Nuestra relación fraterna con los demás, refleja la realidad de estar en esa voluntad, o todo lo contrario. Qué importante es examinarnos a la luz de la Biblia, si estamos viviendo y desarrollando nuestra relación con Dios, como está escrito:

“Si alguno dice: Yo amo a Dios, y aborrece a su hermano, es mentiroso. Pues el que no ama a su hermano a quien ha visto ¿Cómo puede amar a Dios a quien no ha visto? Y nosotros tenemos este mandamiento de él: El que ama a Dios, ame también a su hermano” (1Jn.4:20-21).

Cuerpo:

v.13-16. Advertencia de despertarnos y levantarnos en Cristo. Debemos entender que la maldad viene a nosotros de una forma sutil, de tal manera que no se puede discernir percibir. El cristiano tiene que estar alerta, pues dicha maldad viene vestida (Camuflajeada) de derechos y de justicia. Por eso el urgente llamado de Pablo:

“Despiértate, tú que duermes, y levántate de los muertos, y te alumbrará Cristo” (v.14)

Es decir, que seremos guiados por el camino correcto. Por mucho que se quiera esconder la maldad en el corazón, será puesta a luz, y quedará al descubierto (v.13).

Ante esto, atendamos el llamado: Ser diligentes (v.15). Aprovechar bien el tiempo, porque los días son malos (v.16). A no ser insensatos, sino: Entendidos de cuál sea la voluntad del Señor (v.17).

v.17. La insensatez de justificar la maldad. El aprovechar el tiempo, es de procurar cada día en conocer la voluntad de Dios: “De lo que Dios quiere y espera de nuestra vida”. De procurar conducirnos en la vida, de acuerdo al propósito de Dios. No dormirnos consintiendo la maldad, menospreciando sus consecuencias que deprenden de ella: La muerte.

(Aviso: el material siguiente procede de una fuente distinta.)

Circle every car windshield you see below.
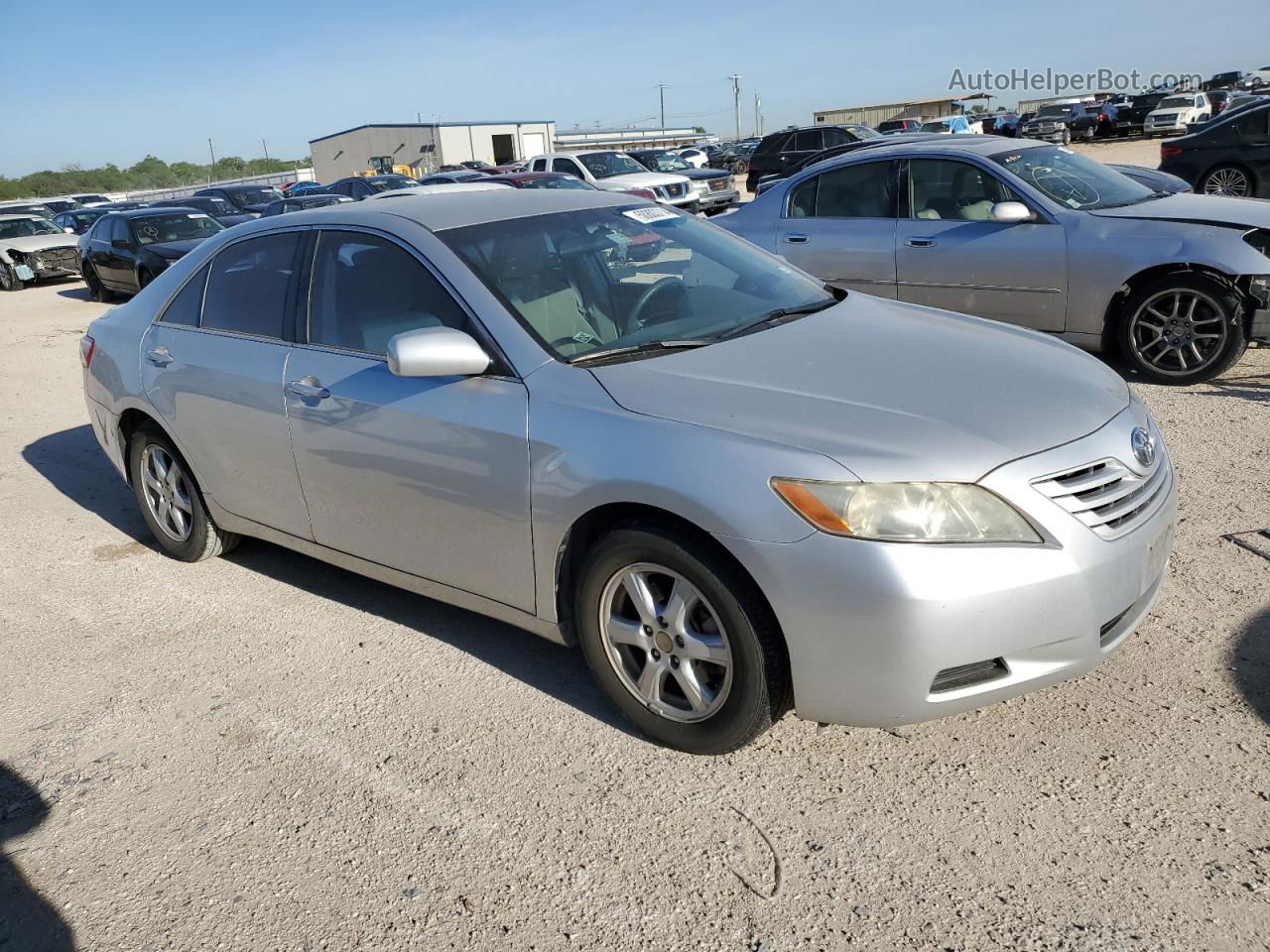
[992,146,1157,210]
[644,153,693,172]
[130,212,225,245]
[366,176,419,191]
[0,216,63,239]
[225,187,282,208]
[521,176,593,190]
[439,204,834,361]
[577,153,648,178]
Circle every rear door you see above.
[776,160,899,298]
[286,230,535,612]
[895,159,1067,331]
[141,230,313,538]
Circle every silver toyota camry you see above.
[81,189,1176,753]
[716,136,1270,384]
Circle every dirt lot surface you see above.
[0,282,1270,952]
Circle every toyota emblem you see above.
[1129,426,1156,466]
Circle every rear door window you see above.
[203,231,301,337]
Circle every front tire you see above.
[128,424,239,562]
[1199,165,1256,198]
[1117,272,1247,386]
[575,525,790,754]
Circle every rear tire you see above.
[1116,272,1247,386]
[128,424,239,562]
[574,525,790,754]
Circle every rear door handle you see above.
[287,377,330,400]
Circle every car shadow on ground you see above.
[1230,608,1270,724]
[23,425,634,741]
[0,763,75,952]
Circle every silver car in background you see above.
[81,189,1176,753]
[715,136,1270,384]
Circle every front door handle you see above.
[287,377,330,400]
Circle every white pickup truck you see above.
[530,150,698,212]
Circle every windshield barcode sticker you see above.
[622,205,680,225]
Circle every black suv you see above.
[1160,103,1270,198]
[745,124,881,191]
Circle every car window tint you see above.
[309,231,471,355]
[159,266,210,327]
[789,162,895,218]
[203,231,300,337]
[908,159,1019,221]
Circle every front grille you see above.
[1033,458,1172,539]
[931,657,1010,694]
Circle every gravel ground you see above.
[0,282,1270,952]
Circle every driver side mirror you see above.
[992,202,1035,225]
[387,327,491,377]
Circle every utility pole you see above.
[727,75,744,141]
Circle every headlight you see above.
[772,479,1042,543]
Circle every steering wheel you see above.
[626,274,687,334]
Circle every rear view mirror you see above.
[992,202,1033,225]
[387,327,490,377]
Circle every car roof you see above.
[247,182,629,234]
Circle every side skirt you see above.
[203,496,568,645]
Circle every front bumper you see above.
[718,405,1176,726]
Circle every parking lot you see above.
[0,279,1270,952]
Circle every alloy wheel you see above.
[141,443,194,542]
[599,562,734,724]
[1204,169,1252,198]
[1129,290,1229,377]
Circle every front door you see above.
[140,231,312,538]
[895,159,1067,331]
[775,162,898,298]
[286,231,535,612]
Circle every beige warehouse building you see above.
[309,119,555,181]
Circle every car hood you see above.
[1089,194,1270,228]
[141,239,205,262]
[0,231,78,251]
[590,295,1129,481]
[595,172,687,190]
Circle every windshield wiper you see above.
[568,337,715,364]
[715,298,838,340]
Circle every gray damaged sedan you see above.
[81,189,1176,753]
[716,136,1270,384]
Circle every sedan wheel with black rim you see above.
[575,526,789,754]
[1120,273,1247,384]
[1201,165,1252,198]
[128,424,239,562]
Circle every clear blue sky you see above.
[0,0,1270,177]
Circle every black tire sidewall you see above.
[574,527,784,754]
[128,425,214,562]
[1116,272,1247,387]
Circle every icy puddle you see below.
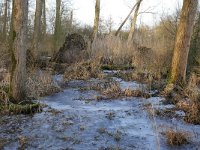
[0,77,200,150]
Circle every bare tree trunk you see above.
[115,3,137,36]
[70,10,73,29]
[2,0,8,40]
[128,0,142,44]
[170,0,198,84]
[42,0,47,37]
[92,0,100,39]
[10,0,28,102]
[53,0,61,53]
[32,0,42,58]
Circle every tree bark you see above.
[128,0,142,44]
[42,0,47,37]
[54,0,61,53]
[169,0,198,84]
[10,0,28,102]
[32,0,42,58]
[115,3,137,36]
[92,0,100,39]
[2,0,8,40]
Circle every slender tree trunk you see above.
[2,0,8,40]
[54,0,61,53]
[128,0,142,44]
[42,0,47,37]
[92,0,100,39]
[70,10,73,29]
[115,3,137,36]
[170,0,198,84]
[10,0,28,102]
[32,0,42,58]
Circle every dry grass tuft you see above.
[103,82,123,99]
[166,129,189,146]
[64,61,102,81]
[26,70,60,99]
[124,89,151,98]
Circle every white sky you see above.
[46,0,183,28]
[73,0,183,26]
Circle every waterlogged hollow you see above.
[0,72,200,150]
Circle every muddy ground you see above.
[0,71,200,150]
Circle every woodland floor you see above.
[0,71,200,150]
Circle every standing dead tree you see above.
[10,0,28,102]
[32,0,42,58]
[170,0,198,84]
[128,0,142,44]
[92,0,100,39]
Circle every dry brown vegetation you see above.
[166,129,188,146]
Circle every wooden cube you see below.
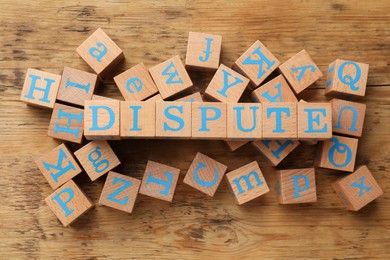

v.18-20. Dejar la vida pasada. Abandonar los deseos egoístas que traen sufrimiento para tomar el gozo verdadero que da el Espíritu Santo: “No os embraguéis con vino” De todo aquello que es falso, sino llenarnos, sumergirnos en la vida con Dios. La recomendación que da el apóstol es:

“Hablando entre vosotros con salmos, con himnos y cánticos espirituales, cantando y alabando al Señor en vuestros corazones; dando siempre gracias por todo al Dios y Padre, en el nombre de nuestro Señor Jesucristo”.